10.                         From the facts and circumstances, as noticed above in detail, it would appear to this Court that the plaintiffs have scant regard for the provisions of the Code of Civil Procedure inasmuch as they wanted to by-pass the provisions of the Code at their own whims and fancies and without any legitimate or compelling circumstances.  It is pertinent to note that  even after passing of the order on 22.11.2004 by this Court, they are treating the suit which was instituted in this Court after revaluation of the plaint as the continuation of the suit, which was initially filed in this Court and then transferred  to the District Court.  Not only this, the plaintiffs despite pendency of their application under Order 22 Rule 10 read with Order 1 Rule 10 (IA 4508/03) and having moved fresh/another application (IA 3124/05) for similar relief, have ventured to file a totally unauthorised amended plaint presuming that both the applications have been allowed and substitution of the applicants had been permitted.   In the opinion of the Court, the plaintiffs had no basis to presume so until and unless  either of the two applications for substitution had been allowed.  The substitution of the parties in a suit has far reaching consequences and no  party can presume that as soon as an application for substitution  is made, the Court will allow such substitution irrespective of any objection from the opposite side.  The plaintiffs before substituting the new plaintiffs  ought to have waited for the disposal of the said applications filed by them rather than to substitute the name of the new plaintiffs in the amended plaint.  Therefore, there is no escape from the conclusion  that the amended plaint dated 10.12.2004 purportedly filed by the companies Vogel Burda Holding GmbH and Vogel Burda Communication GmbH (which have yet to be substituted and brought on record as plaintiffs) without  there being an order of this Court permitting their  substitution,  is not in accordance with  law and their names are liable to be struck off from the plaint.
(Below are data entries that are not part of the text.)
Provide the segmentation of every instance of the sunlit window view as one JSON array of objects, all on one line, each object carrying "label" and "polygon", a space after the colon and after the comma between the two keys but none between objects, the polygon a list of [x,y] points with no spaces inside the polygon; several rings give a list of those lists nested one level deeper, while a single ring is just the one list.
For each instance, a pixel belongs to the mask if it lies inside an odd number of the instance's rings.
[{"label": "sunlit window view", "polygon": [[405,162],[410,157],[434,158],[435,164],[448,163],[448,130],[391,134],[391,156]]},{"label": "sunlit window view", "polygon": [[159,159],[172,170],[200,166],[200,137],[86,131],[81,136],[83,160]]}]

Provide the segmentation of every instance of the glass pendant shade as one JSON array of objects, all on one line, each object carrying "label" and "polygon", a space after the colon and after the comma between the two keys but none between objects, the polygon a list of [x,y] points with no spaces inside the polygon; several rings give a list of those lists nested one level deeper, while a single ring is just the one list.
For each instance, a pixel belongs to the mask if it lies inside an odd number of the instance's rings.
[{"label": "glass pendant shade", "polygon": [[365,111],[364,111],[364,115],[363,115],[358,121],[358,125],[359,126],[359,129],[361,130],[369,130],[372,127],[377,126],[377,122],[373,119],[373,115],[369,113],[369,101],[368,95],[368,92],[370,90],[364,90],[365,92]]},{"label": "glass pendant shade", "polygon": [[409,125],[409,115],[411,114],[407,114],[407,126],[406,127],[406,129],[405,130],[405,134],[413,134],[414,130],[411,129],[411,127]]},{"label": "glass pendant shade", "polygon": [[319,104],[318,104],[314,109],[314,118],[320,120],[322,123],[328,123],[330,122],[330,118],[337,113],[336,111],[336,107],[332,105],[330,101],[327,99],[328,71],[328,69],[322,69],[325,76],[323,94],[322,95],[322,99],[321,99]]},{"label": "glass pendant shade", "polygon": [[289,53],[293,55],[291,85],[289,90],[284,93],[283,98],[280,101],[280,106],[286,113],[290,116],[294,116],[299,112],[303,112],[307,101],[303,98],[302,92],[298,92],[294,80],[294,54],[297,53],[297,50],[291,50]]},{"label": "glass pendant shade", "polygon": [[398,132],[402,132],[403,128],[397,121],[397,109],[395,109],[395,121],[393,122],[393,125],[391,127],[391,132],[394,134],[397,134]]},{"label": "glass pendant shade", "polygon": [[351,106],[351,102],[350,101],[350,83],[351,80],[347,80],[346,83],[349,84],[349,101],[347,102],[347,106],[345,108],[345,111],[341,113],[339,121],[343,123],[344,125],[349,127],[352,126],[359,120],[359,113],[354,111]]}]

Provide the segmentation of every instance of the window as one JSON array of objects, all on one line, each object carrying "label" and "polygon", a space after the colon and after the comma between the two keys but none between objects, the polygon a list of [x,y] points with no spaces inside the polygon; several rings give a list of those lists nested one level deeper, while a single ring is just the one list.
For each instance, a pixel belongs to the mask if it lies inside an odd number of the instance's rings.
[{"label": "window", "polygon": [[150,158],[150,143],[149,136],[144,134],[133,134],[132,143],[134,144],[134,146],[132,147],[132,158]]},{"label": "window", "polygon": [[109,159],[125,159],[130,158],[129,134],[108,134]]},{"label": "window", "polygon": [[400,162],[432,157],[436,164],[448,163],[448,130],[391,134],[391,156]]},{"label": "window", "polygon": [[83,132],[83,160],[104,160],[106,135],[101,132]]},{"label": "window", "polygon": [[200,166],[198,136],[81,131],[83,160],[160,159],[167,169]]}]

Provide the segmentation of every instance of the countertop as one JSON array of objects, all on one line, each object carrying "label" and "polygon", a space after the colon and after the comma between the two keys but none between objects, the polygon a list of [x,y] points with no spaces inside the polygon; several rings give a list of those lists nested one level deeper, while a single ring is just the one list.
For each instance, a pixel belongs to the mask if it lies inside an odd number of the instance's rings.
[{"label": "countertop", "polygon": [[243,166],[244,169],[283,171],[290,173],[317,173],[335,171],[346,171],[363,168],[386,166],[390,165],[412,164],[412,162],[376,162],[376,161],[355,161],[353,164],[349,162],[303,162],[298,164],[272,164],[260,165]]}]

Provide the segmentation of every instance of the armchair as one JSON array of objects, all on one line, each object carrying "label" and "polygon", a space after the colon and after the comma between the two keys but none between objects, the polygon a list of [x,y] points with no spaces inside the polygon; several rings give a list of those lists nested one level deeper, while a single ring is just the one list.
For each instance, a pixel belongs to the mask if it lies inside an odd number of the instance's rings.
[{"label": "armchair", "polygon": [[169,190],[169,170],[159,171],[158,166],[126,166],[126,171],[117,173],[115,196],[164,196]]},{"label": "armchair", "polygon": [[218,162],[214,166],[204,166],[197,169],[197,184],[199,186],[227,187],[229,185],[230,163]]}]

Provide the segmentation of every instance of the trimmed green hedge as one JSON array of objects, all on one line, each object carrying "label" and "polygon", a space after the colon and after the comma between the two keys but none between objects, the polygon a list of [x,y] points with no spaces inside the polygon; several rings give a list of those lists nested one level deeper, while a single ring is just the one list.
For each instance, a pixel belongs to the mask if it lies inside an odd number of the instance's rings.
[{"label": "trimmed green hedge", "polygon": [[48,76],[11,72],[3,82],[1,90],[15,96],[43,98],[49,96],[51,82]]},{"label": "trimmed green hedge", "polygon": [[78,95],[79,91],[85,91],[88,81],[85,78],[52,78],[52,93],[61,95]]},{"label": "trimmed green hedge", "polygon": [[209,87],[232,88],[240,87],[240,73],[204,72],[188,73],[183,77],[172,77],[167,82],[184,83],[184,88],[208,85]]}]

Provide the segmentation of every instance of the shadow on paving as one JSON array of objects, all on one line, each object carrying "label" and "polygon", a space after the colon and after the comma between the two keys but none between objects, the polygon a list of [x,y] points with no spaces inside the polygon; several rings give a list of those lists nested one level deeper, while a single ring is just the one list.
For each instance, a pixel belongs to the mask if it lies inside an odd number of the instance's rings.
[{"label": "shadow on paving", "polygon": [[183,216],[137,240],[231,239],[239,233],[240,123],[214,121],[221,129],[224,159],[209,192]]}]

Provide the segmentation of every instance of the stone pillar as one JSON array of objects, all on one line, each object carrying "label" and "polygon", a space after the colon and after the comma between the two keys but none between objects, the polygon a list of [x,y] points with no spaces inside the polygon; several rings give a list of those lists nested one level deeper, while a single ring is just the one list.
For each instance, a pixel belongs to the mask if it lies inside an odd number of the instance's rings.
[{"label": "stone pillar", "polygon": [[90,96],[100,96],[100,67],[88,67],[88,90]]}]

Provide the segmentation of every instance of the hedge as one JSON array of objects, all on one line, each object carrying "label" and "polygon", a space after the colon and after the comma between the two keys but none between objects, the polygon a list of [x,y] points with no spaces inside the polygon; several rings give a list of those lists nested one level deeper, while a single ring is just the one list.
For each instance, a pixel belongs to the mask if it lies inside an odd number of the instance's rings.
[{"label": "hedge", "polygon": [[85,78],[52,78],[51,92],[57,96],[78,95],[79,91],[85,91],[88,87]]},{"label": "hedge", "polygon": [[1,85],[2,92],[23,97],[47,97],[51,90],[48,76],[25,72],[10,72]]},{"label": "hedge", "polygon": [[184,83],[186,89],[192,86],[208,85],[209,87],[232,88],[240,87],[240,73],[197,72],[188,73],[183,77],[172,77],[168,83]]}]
11.                         In the result, IA 102/05 is  allowed and the plaintiffs are called upon to delete the names of the  companies Vogel Burda Holding GmbH and Vogel Burda Communication GmbH  and file a fresh amended plaint in conformity with  the order dated 22.11.2004.  Let corrected amended plaint be filed within one week.


12.                                                 The application stands disposed of.



OCTOBER 5, 2005                                                                           R.C.JAIN, J.